Input lag in Psikyo games in MAME


There’s is a long-standing belief that MAME has high input lag for Psikyo games (especially earlier titles), so I decided to have a look.

Some people use an ancient MAME-fork called “Shmupmame“, since it has less input lag for these games. I assumed this was due to bugs in the MAME driver, so I started probing some PCBs of mine to figure out how they work.

The MAME drivers report 4 frames of lag on the earlier titles (which is also what I saw when emulating them), and while I did find some things worth adjusting in the MAME driver, these things don’t have any impact on latency. I did however find something else interesting…

Early Psikyo PCBs have quite a bit of lag!

So yeah, the TL;DR is that MAME is accurate, because the Early Psikyo PCBs also have the same amount of input lag. The relevant games are:

  • Sengoku Ace / Samurai Aces
  • Gunbird
  • Battle K-Road
  • Strikers 1945
  • Tengai / Sengoku Blade

“Frames of input lag” is a ambiguous term though, so to be clear:

  • Button/lever is pressed during frame 0
  • No sprite movement on frame 1
  • No sprite movement on frame 2
  • No sprite movement on frame 3
  • Sprite movement on frame 4!

Also note that when playing original hardware, the input lag will vary by up to one additional frame depending on the raster beam position of the screen at time of button press, since inputs are sampled once per frame. Additionally sprites further up on the screen will be updated quicker, since the beam scans up-to-down.

Here is two typical example of what it can look like on Tengai shot in 240fps.

Note that time from button press until bomb animation starts is the same as for lever input to player movement in this game (in some other games that is not true).

“Fast case” for Tengai

See images at:

  • Img 5: Button is pressed (see LED), right before it gets sampled.
  • Img 6-9: One frame of no sprite movement
  • Img 10-13: One frame of no sprite movement
  • Img 14-17: One frame of no sprite movement
  • Img 18: Bomb animation starts

“Slower case” for Tengai

See images at:

  • Img 5: Button is pressed right AFTER it gets sampled.
  • Img 6-8: Game still doesn’t know button was pressed
  • Img 9: Finally button is sampled
  • Img 10-13: One frame of no sprite movement
  • Img 14-17: One frame of no sprite movement
  • Img 18-21: One frame of no sprite movement
  • Img 22: Bomb animation starts

Tengai in MAME

In MAME, the easiest way to verify that its similar timing as on PCB is to do the following:

  • Bind buttons for “Pause” and “Pause – Single Step” (UI input menu)
  • Pause game while not inputting anything
  • Hold bomb button (or direction) when paused, and doing steps below
  • Pause Single Step (One frame of no sprite movement)
  • Pause Single Step (One frame of no sprite movement)
  • Pause Single Step (One frame of no sprite movement)
  • Pause Single Step (Animation starts)

Basically… everything seems fine.

What about later games?

Later games have much lower input latency on PCB. These include:

  • Sol Divide
  • Strikers 1945 II
  • Strikers 1945 III
  • Gunbird 2
  • Dragon Blaze

… but they do on MAME too.

When testing Strikers 1945 II on PCB, I get one frame of no sprite movement. MAME produces the same result as PCB if using the Pause+Step method described above.

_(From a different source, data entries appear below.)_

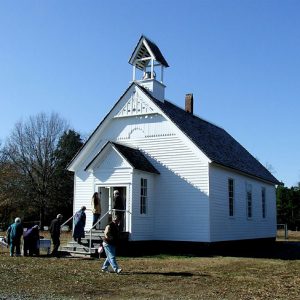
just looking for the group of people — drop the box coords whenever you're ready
[5,215,63,257]
[6,218,40,257]
[6,189,125,274]
[72,190,124,274]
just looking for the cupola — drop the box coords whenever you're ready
[129,35,169,102]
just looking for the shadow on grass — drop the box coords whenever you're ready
[121,240,300,260]
[123,271,194,277]
[208,241,300,260]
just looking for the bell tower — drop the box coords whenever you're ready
[129,35,169,102]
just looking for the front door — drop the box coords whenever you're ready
[98,186,109,230]
[97,186,127,230]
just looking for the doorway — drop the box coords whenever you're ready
[97,186,127,230]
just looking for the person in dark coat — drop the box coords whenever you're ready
[101,217,122,274]
[49,214,63,257]
[7,217,23,257]
[113,190,124,231]
[23,225,40,256]
[73,206,86,244]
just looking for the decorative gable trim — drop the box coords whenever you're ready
[114,89,157,118]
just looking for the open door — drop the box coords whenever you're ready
[98,187,110,230]
[97,186,127,231]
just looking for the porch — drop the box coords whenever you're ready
[60,209,129,257]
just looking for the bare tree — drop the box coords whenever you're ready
[2,112,68,227]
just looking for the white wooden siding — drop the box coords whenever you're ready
[71,85,212,241]
[130,171,155,241]
[74,115,211,241]
[209,164,277,242]
[73,170,94,230]
[118,135,210,242]
[93,149,133,185]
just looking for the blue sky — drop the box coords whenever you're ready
[0,0,299,187]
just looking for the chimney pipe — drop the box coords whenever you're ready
[185,93,193,114]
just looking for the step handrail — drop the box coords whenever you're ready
[61,209,129,255]
[60,209,92,230]
[87,209,129,253]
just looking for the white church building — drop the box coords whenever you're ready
[67,36,279,247]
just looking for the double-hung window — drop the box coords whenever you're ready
[246,183,252,218]
[140,178,147,214]
[228,178,234,217]
[262,187,266,218]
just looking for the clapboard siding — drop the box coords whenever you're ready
[73,171,94,229]
[116,133,210,241]
[94,169,132,185]
[209,165,276,242]
[118,136,209,191]
[130,171,155,241]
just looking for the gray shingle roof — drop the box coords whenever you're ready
[112,142,160,174]
[139,85,280,184]
[85,141,160,175]
[129,35,169,70]
[143,36,169,67]
[71,81,279,185]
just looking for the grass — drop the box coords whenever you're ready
[0,232,300,299]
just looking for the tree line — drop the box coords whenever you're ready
[277,184,300,230]
[0,112,83,229]
[0,112,299,231]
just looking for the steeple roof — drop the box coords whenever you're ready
[129,35,169,70]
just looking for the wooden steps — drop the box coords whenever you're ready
[60,229,104,257]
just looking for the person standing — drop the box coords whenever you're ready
[7,217,23,257]
[23,225,40,256]
[113,190,124,230]
[49,214,63,257]
[91,192,101,229]
[101,217,122,274]
[73,206,86,244]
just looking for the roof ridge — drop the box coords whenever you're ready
[163,99,225,131]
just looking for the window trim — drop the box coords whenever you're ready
[140,178,148,215]
[228,178,235,217]
[246,183,253,219]
[262,187,266,219]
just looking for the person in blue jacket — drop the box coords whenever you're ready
[73,206,86,244]
[7,217,23,257]
[23,225,40,256]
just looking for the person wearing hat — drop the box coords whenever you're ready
[7,217,23,257]
[49,214,63,257]
[23,225,40,256]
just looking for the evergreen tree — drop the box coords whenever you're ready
[47,130,83,224]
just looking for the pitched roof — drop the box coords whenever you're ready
[112,142,160,174]
[69,81,279,185]
[85,141,160,175]
[129,35,169,70]
[139,85,280,184]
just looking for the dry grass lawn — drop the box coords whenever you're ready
[0,231,299,300]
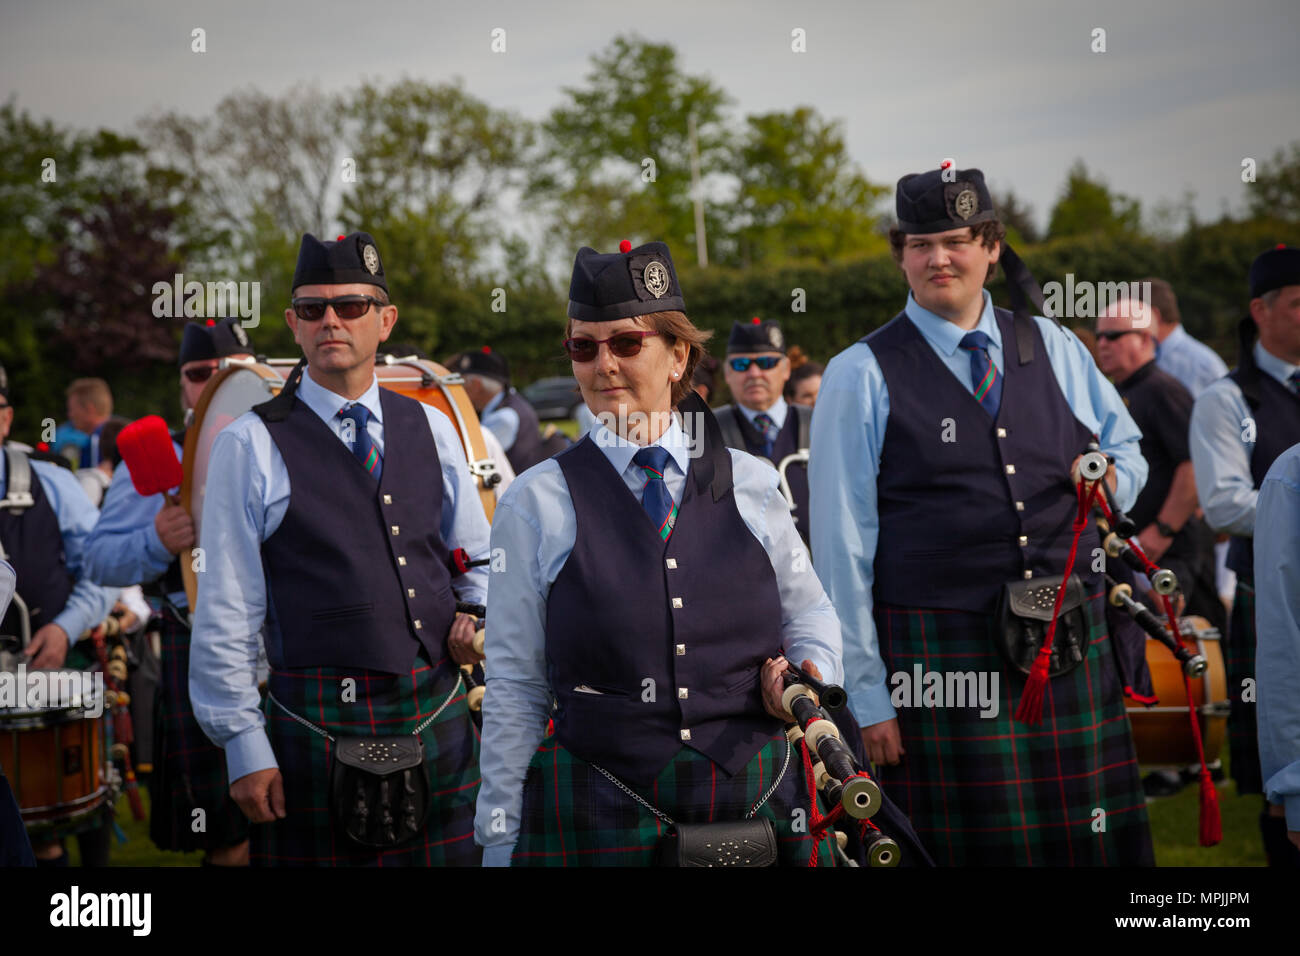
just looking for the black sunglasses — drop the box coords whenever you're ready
[292,295,386,322]
[729,356,781,372]
[182,365,218,384]
[1096,330,1140,342]
[563,331,659,362]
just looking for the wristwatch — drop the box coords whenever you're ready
[1155,519,1179,538]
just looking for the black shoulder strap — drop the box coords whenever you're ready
[998,242,1058,366]
[678,392,733,502]
[793,403,812,452]
[252,358,307,423]
[712,404,748,450]
[1233,314,1262,410]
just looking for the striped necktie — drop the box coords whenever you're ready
[752,413,779,458]
[633,446,676,541]
[339,403,382,480]
[959,330,1002,419]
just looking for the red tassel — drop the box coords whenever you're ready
[1015,650,1050,725]
[1198,769,1222,846]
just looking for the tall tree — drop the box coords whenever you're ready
[532,35,731,261]
[1047,161,1143,240]
[989,188,1041,245]
[725,106,887,266]
[1245,140,1300,223]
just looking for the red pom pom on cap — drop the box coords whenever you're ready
[205,318,216,326]
[618,240,632,253]
[1278,243,1288,250]
[940,159,953,170]
[337,234,346,241]
[481,345,491,354]
[751,316,761,324]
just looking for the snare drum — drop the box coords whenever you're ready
[0,671,110,829]
[1126,616,1229,766]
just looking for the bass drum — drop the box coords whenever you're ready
[1125,615,1229,766]
[181,356,500,610]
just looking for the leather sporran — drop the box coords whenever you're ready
[656,818,779,867]
[994,573,1091,679]
[330,736,430,848]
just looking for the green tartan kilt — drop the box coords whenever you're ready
[149,610,249,852]
[873,594,1154,867]
[1225,579,1261,794]
[252,656,481,866]
[512,732,841,867]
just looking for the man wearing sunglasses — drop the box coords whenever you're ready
[84,316,255,866]
[188,231,492,867]
[811,166,1152,866]
[715,318,812,547]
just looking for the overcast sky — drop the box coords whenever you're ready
[3,0,1297,234]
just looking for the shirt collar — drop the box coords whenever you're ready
[737,396,788,430]
[590,414,691,481]
[904,289,1001,357]
[1159,324,1188,356]
[297,367,384,425]
[482,389,506,416]
[1255,341,1300,387]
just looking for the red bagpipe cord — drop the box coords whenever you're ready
[1014,478,1104,726]
[1093,497,1221,846]
[798,736,879,867]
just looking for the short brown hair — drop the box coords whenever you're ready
[1140,278,1179,327]
[565,310,713,406]
[888,220,1007,283]
[66,378,113,416]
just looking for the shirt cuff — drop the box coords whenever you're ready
[51,611,84,646]
[481,843,515,867]
[849,679,897,728]
[225,727,279,783]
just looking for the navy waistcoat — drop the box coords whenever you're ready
[722,406,811,546]
[0,454,73,637]
[1224,365,1300,581]
[500,390,545,473]
[865,309,1099,613]
[546,435,783,786]
[260,388,456,673]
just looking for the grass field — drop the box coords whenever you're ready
[63,752,1267,867]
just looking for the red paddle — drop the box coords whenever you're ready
[117,415,183,498]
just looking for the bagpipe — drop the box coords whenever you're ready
[780,665,901,867]
[1074,445,1224,846]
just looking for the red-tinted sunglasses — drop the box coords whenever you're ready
[182,364,218,384]
[562,331,659,362]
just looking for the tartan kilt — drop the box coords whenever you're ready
[150,610,249,852]
[253,655,481,866]
[874,594,1154,866]
[511,731,841,867]
[1225,579,1261,794]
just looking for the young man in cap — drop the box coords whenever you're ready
[190,232,491,865]
[454,348,547,473]
[1189,244,1300,864]
[84,317,256,864]
[810,166,1153,865]
[715,318,812,546]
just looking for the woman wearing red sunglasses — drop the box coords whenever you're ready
[473,240,924,867]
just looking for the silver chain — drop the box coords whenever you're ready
[592,738,791,826]
[267,671,464,742]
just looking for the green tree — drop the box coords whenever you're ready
[1047,160,1143,240]
[531,35,731,261]
[724,107,887,266]
[1245,141,1300,223]
[989,188,1041,246]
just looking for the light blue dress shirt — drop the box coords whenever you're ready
[1156,324,1229,399]
[1189,342,1300,538]
[473,416,843,865]
[736,395,788,432]
[479,389,520,451]
[83,440,187,607]
[188,370,492,785]
[1255,441,1300,830]
[0,453,116,645]
[809,290,1148,728]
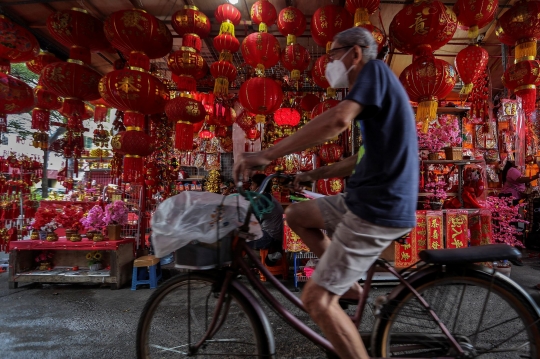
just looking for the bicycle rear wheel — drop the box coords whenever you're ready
[372,267,540,358]
[136,272,271,358]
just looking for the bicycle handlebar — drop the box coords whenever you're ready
[236,172,294,198]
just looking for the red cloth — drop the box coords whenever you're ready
[8,238,135,251]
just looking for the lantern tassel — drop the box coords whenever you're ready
[175,121,195,151]
[354,8,370,26]
[256,64,265,77]
[515,38,537,62]
[326,42,332,54]
[172,75,197,92]
[214,77,229,97]
[291,69,301,81]
[94,105,108,123]
[417,99,438,133]
[123,155,143,183]
[516,86,537,115]
[219,51,233,62]
[460,83,474,96]
[182,34,202,52]
[219,20,235,36]
[287,34,296,46]
[327,87,336,98]
[255,114,266,123]
[467,26,479,40]
[259,22,268,33]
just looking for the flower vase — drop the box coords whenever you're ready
[30,231,40,240]
[107,224,121,241]
[46,232,58,242]
[89,263,102,271]
[93,232,104,242]
[430,202,443,210]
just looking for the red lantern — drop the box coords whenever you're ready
[32,86,61,132]
[239,77,284,123]
[311,5,353,52]
[165,96,206,151]
[199,128,215,140]
[90,98,111,123]
[400,56,457,131]
[215,4,242,36]
[499,0,540,61]
[316,177,344,195]
[245,127,260,141]
[455,45,489,95]
[300,94,321,112]
[274,108,301,127]
[281,44,311,81]
[47,8,109,64]
[502,60,540,115]
[241,32,281,73]
[251,0,277,33]
[358,24,386,54]
[210,61,237,98]
[453,0,497,39]
[104,9,172,70]
[26,52,60,75]
[312,55,336,96]
[111,131,155,183]
[168,47,207,92]
[495,25,515,46]
[171,5,211,52]
[0,73,35,128]
[389,1,458,56]
[236,111,257,133]
[0,16,39,73]
[311,99,341,119]
[346,0,380,26]
[213,34,240,60]
[319,143,343,164]
[215,126,228,138]
[278,7,306,45]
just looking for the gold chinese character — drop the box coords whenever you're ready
[431,242,440,249]
[401,252,411,261]
[410,12,429,35]
[452,239,464,248]
[115,76,139,94]
[402,243,411,250]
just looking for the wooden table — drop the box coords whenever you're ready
[8,238,135,290]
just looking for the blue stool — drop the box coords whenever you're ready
[131,255,162,290]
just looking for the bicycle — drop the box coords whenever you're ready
[137,173,540,358]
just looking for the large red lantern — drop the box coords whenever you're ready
[215,4,242,36]
[213,34,240,61]
[502,60,540,115]
[390,0,458,56]
[312,55,334,96]
[0,73,35,130]
[358,24,386,54]
[239,77,284,123]
[311,99,341,119]
[499,0,540,61]
[26,51,60,75]
[278,7,306,45]
[274,108,301,127]
[453,0,497,39]
[32,86,61,132]
[300,94,321,112]
[495,25,515,46]
[317,177,344,195]
[346,0,380,26]
[311,5,353,52]
[111,131,154,182]
[165,96,206,151]
[168,47,207,92]
[455,45,489,95]
[400,56,457,131]
[281,44,311,81]
[171,5,211,52]
[241,32,281,73]
[210,60,237,98]
[0,16,39,73]
[319,143,343,164]
[251,0,277,33]
[104,9,172,70]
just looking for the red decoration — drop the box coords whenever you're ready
[454,45,489,95]
[213,34,240,58]
[199,128,215,140]
[111,131,154,182]
[165,96,206,151]
[311,99,341,119]
[502,60,540,115]
[210,61,237,98]
[400,56,457,131]
[495,25,515,46]
[312,55,334,96]
[0,73,35,125]
[26,52,60,75]
[319,143,343,164]
[168,47,207,92]
[32,86,61,132]
[281,43,311,81]
[90,98,111,123]
[236,111,257,133]
[316,177,344,195]
[59,102,94,121]
[278,7,306,45]
[171,5,211,52]
[311,5,353,52]
[239,77,284,123]
[300,94,321,112]
[498,0,540,60]
[389,1,458,56]
[0,16,39,73]
[358,24,386,53]
[274,108,301,127]
[245,127,260,141]
[346,0,380,26]
[251,0,278,33]
[215,4,242,36]
[453,0,497,39]
[241,32,281,73]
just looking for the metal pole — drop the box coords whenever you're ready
[501,44,508,98]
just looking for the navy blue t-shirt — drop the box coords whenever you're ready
[344,59,418,228]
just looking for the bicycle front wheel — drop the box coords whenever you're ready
[136,272,271,358]
[373,267,540,358]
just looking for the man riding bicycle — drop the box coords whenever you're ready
[233,27,418,359]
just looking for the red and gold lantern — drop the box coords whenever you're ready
[390,0,458,57]
[215,4,242,36]
[502,60,540,115]
[453,0,497,39]
[165,96,206,151]
[171,5,211,52]
[311,99,341,119]
[300,94,321,112]
[281,43,311,81]
[0,73,35,131]
[245,127,260,141]
[495,25,515,46]
[498,0,540,61]
[32,86,61,132]
[241,32,281,74]
[400,56,457,131]
[454,45,489,95]
[213,34,240,62]
[111,131,154,182]
[210,60,237,98]
[317,177,344,195]
[311,5,353,52]
[278,6,306,45]
[346,0,380,26]
[251,0,277,33]
[239,77,284,123]
[168,47,207,92]
[319,143,343,164]
[26,51,60,75]
[236,111,257,133]
[312,55,336,96]
[274,108,301,127]
[0,16,39,74]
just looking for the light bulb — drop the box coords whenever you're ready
[228,0,239,4]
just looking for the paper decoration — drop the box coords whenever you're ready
[426,210,444,250]
[283,217,309,252]
[445,209,468,248]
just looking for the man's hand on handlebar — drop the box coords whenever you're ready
[293,172,315,191]
[233,151,272,183]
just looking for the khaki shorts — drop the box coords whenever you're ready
[312,194,412,296]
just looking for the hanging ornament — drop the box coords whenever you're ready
[281,43,311,81]
[277,6,306,45]
[345,0,386,53]
[215,4,242,36]
[311,99,341,119]
[317,177,344,195]
[111,131,154,182]
[0,16,40,74]
[311,5,353,53]
[26,51,60,75]
[89,98,111,123]
[171,5,211,52]
[236,111,257,133]
[32,85,61,132]
[300,94,321,112]
[204,169,222,193]
[453,0,498,39]
[239,77,283,123]
[168,47,207,92]
[498,0,540,62]
[454,44,489,96]
[251,0,277,33]
[165,95,206,151]
[0,73,35,130]
[274,108,301,136]
[502,60,540,115]
[93,124,110,148]
[210,60,237,98]
[241,32,281,76]
[313,55,336,97]
[319,143,344,164]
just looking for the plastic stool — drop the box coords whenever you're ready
[259,249,288,282]
[131,255,162,290]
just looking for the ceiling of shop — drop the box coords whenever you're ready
[0,0,520,102]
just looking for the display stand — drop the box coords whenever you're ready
[8,238,135,290]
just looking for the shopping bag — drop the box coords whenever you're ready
[151,192,262,258]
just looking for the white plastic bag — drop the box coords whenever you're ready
[151,192,262,258]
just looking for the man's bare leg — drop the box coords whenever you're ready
[301,279,369,359]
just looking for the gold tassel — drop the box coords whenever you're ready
[219,51,232,62]
[460,83,474,96]
[354,8,370,26]
[255,114,266,123]
[327,87,336,98]
[259,22,268,33]
[287,34,296,46]
[417,99,438,133]
[291,69,300,80]
[256,64,265,77]
[467,25,479,40]
[214,77,229,96]
[219,20,235,36]
[326,42,332,54]
[515,39,537,63]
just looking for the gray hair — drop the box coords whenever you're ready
[333,27,377,64]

Basically, the newer games have two frames less input lag on both PCB and MAME compared to the older games.

But shmupmame has less lag on the early games right?

Yes, shmupmame has less lag than MAME and original PCBs for early Psikyo games. It does this by shortcuts that are possible since some buffers can be safely skipped in emulation, if not worrying about emulating the hardware accurately. If you prefer to play these games like that, then that’s fine too. It’s just not how the games worked originally 🙂

Other stuff I fixed in the MAME Psikyo driver

Still made some solid improvements though.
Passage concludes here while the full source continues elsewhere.